The whiteboard is only the beginning. Ideas and information written on the board must be organized in some manner so they may be turned into an accessible format for submission. This is the area where most writing applications do not provide a consistent means of organizing ideas.

Walter Writes bridges that gap as it provides an organized space for students to take their unorganized notes and turn them into a well-structured draft, or for teachers to review and assess student work as to its originality.

FAQs

What Are the Best Free Online Whiteboard Tools?

Miro Lite, Canva Whiteboards, and FigJam. Miro Lite allows users to create a whiteboard without signing up, but all content will be deleted after 24 hours.

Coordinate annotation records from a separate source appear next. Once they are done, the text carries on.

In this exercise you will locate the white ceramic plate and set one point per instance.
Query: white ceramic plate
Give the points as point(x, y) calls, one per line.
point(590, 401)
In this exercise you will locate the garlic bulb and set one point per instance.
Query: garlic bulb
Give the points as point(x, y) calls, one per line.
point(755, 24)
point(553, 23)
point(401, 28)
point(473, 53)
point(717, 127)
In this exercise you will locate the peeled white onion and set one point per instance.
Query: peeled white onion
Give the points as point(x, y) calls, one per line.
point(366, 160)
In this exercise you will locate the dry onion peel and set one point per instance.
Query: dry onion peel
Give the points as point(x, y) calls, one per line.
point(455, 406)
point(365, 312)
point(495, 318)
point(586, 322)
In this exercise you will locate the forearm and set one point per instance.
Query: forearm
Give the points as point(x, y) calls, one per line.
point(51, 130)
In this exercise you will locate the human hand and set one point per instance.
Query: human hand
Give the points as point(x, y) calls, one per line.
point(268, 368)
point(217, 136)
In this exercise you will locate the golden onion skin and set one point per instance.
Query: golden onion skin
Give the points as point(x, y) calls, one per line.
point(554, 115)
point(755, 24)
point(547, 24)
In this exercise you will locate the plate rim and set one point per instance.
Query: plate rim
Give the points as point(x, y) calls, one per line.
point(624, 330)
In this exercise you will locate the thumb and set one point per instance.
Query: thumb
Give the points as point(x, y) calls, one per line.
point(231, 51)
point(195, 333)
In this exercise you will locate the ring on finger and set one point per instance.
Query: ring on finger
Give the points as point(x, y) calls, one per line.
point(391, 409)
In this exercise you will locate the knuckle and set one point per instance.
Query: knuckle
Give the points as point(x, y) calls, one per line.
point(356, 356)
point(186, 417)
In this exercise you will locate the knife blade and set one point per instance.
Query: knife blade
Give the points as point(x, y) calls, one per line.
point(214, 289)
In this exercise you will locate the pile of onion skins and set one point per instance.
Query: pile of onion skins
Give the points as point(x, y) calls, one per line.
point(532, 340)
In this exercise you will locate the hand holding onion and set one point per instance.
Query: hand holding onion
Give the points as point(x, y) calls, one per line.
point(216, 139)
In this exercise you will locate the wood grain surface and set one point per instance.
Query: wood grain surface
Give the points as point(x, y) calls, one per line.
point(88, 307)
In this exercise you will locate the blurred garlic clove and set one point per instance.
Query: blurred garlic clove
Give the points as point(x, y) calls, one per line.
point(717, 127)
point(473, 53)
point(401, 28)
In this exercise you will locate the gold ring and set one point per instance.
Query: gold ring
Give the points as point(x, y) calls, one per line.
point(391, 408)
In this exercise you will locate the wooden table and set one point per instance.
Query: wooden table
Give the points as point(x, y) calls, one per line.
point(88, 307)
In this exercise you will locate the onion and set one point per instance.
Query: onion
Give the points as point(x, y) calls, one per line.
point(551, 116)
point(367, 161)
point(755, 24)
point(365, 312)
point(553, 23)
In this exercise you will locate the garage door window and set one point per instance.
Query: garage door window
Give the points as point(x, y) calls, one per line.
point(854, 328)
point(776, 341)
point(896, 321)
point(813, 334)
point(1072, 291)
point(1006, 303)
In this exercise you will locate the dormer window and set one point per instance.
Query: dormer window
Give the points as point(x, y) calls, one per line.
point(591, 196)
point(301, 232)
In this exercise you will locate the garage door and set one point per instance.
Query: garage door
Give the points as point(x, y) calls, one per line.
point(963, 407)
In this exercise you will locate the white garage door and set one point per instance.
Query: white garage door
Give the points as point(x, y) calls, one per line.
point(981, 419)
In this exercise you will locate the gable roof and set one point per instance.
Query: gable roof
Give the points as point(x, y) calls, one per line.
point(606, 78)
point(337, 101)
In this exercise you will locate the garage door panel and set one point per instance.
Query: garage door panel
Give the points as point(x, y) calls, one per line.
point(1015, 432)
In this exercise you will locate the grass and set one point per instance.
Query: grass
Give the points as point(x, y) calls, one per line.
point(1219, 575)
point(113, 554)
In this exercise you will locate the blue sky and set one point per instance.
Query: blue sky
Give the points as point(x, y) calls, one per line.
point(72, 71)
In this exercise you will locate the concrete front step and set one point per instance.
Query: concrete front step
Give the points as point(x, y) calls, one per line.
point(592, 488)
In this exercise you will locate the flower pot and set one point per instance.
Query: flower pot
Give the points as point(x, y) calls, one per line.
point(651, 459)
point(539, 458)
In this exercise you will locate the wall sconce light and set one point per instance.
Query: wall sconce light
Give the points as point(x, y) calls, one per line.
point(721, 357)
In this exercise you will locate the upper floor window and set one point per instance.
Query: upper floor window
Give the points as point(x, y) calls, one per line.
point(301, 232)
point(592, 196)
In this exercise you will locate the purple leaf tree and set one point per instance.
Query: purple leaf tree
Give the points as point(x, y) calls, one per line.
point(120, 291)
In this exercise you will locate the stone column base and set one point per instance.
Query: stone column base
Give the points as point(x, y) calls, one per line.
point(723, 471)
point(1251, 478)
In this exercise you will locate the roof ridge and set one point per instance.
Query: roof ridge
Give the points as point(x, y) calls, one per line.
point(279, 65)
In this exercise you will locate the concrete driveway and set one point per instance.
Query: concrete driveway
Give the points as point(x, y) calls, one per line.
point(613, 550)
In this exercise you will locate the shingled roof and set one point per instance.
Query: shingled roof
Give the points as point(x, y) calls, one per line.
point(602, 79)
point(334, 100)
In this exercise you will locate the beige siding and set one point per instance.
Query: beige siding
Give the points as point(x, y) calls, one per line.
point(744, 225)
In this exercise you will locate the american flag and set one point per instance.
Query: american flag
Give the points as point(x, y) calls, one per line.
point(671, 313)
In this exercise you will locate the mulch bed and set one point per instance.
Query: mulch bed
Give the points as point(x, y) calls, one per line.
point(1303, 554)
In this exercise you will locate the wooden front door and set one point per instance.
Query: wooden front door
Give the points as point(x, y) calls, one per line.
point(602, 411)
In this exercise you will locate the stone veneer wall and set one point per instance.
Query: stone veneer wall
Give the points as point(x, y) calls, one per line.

The strongest template and visual design options available on this list for free are through Canva.

What Is an Online Whiteboard Tool, and How Does It Work?

An online whiteboard tool is a shared canvas that is accessible via a web browser, which allows individuals to collaborate by creating sticky notes, drawing, typing, and moving objects around the board in real time, regardless of location or device.

Can Multiple People Use an Online Whiteboard at the Same Time?

Yes. Many of the listed whiteboard tools have collaborative capabilities, allowing many users to use them at once. They provide user cursor visibility so everyone involved can easily see their own cursor and the actions taken by others.

What Online Whiteboard Tools Work Best for Teachers?

Teachers may find Mural and Microsoft Whiteboard to be the most useful tools due to facilitation control and integration into LMS. They may also find value in using Canva for lessons requiring heavy amounts of pre-created template activity.

Is There a Free Online Whiteboard With No Sign-Up Required?

Yes, with Miro Lite, users can join any board using a single shared link without needing to create an account. The boards will be deleted by default after 24 hours automatically.

How Do Online Whiteboard Tools Compare to Physical Whiteboards?

Traditional whiteboards are simple and very inexpensive, but their ability to accommodate remote or hybrid classes is limited. Online whiteboards allow multiple students to input content simultaneously, save all content automatically, and provide a means for exporting the content for absent students.

What Features Should I Look for in an Online Whiteboard for Education?

When considering an online whiteboard tool for your classroom needs, make sure it has all the important things, such as no sign-up access, view-only mode, education templates, easy exports, and compatibility with Google Classroom or Microsoft Teams.

Which Online Whiteboard Integrates Best With Google Classroom or Microsoft Teams?

Microsoft Whiteboard works well with Microsoft Teams. Canva and Miro whiteboards are designed to be used with Google Classroom and can also be used as part of the Google Workspace setup.

Are Online Whiteboard Tools Secure for Classroom Use?

Most whiteboards will protect your students’ information in their privacy policy. But you should make sure that the whiteboard is FERPA compliant and has the appropriate compliance under GDPR.

What Is the Difference Between Miro, Mural, and FigJam?

They have unique features that make them better suited to different types of users. Miro offers the greatest flexibility in terms of its free version. It also does not require signing up prior to starting. Mural is the best option for structured facilitation. Figjam is more design-focused and would be ideal for teams who currently utilize Figma.